In this work, we have used the complementarity of absorbance, CD, LD, and TEM to investigate the structures formed from self-assembled foldamers designed to form helical structures. This, as far as we are aware, is the first time flow LD has been used to aid the characterization of synthetic polymer structures. We are able to estimate approximate orientations of the polymer EDTMs and hence of the polymer backbone and investigate the rigidity and stability of structures formed under different DMF/water ratios.

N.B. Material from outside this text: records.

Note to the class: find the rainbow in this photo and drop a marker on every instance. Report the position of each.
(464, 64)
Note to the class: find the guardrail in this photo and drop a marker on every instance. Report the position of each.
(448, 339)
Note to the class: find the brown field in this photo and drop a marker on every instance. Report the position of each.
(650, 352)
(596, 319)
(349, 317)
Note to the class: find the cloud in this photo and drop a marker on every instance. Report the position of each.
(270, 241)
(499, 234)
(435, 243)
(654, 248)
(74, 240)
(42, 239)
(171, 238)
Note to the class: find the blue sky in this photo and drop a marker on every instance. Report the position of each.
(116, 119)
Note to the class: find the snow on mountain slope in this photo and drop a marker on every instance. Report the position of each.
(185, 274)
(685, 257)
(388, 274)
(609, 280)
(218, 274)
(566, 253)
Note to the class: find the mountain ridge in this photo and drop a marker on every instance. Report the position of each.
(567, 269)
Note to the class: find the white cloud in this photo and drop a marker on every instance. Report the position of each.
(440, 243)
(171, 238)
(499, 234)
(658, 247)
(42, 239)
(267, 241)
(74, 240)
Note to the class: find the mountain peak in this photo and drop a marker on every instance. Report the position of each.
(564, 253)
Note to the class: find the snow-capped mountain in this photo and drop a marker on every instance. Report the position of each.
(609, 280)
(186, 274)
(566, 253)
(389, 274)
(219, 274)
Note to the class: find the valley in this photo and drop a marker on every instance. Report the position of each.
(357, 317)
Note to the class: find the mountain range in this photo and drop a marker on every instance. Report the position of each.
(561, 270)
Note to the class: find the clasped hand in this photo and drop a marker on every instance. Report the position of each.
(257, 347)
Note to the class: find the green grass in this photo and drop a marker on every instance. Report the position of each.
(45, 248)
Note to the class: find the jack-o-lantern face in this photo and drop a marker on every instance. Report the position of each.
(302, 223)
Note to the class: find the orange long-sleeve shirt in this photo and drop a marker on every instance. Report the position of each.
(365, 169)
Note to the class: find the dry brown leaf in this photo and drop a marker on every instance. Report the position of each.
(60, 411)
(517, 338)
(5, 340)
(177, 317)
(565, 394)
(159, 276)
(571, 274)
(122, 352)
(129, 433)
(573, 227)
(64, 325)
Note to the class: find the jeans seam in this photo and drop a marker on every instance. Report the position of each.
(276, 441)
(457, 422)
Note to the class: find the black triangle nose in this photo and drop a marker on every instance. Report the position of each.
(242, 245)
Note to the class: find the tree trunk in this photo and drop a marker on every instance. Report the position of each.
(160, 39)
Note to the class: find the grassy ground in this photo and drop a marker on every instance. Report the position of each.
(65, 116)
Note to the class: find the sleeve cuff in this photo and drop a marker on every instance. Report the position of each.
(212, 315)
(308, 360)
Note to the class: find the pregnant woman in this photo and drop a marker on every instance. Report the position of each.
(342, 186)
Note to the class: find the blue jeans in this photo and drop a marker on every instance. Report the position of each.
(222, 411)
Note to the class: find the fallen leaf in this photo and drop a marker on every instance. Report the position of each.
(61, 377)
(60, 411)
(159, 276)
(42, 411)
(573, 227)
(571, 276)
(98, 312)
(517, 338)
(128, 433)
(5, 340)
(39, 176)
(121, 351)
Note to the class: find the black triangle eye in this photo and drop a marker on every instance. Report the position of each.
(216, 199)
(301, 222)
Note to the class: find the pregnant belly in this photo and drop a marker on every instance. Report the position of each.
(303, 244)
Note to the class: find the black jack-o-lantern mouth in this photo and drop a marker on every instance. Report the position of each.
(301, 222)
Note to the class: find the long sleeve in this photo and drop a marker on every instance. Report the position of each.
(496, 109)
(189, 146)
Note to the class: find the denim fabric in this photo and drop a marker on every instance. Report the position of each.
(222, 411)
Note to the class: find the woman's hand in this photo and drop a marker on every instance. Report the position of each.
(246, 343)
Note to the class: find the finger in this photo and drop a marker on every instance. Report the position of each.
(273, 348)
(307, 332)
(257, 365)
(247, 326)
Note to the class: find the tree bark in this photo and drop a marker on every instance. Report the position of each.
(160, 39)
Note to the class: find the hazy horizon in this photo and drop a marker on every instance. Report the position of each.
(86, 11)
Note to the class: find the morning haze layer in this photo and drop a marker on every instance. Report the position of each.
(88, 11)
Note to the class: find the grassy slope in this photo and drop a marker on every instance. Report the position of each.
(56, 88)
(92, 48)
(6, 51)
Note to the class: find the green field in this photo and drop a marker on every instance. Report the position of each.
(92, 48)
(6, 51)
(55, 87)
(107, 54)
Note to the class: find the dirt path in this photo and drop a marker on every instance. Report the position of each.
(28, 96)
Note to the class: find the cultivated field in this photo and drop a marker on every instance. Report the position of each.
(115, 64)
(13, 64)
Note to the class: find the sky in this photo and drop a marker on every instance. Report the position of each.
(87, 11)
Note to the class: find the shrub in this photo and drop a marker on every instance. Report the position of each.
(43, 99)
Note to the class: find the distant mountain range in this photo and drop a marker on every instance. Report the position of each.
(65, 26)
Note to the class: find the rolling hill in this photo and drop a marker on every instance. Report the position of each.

Based upon our absorbance, CD, LD, and EM studies, we therefore propose that from 0 to 9% H2O, the polymers are unfolded and unstructured. As the amount of water increases to 10–20%, the structure develops into a loose helical structure that does not give rise to an excitonic CD signal but is chiral. The magnitude of the negative LD signal and the TEM images provide evidence that a stable fairly rigid supramolecular structure is already present at 10–20% H2O. The helices formed (right-handed for S-1) have a small pitch (10–15°) and assemble vertically and laterally, so the polymer monomers are approximately perpendicular to the fiber axis.

As the water concentration increases to above 20%, the foldamers adopt a tighter wound helical conformation that gives rise to an excitonic Cotton effect in CD and evidence of twisted superhelical structures in TEM. The superhelix organization (see Figure E) tilts the planes of the monomer units, so the average EDTM is 54.7° from the fiber axis with a resulting positive LD signal of larger intensity. Given the propensity of the S-1 monomer to form right-handed helices at a lower water content and the requirements of the sign of the Cotton effect and the sign of the LD, we deduce that the hexagons and pentagons locally stack vertically with their own kind (see Figure F).

The continued increase of water shows a drop in the LD signal, which from EM can be seen to be a result of spherical aggregate formation and loss of most of the high-aspect-ratio structures. The reason for this behavior is most likely the limited water solubility of the foldamers with a tetra(ethylene glycol) solubilizing moiety.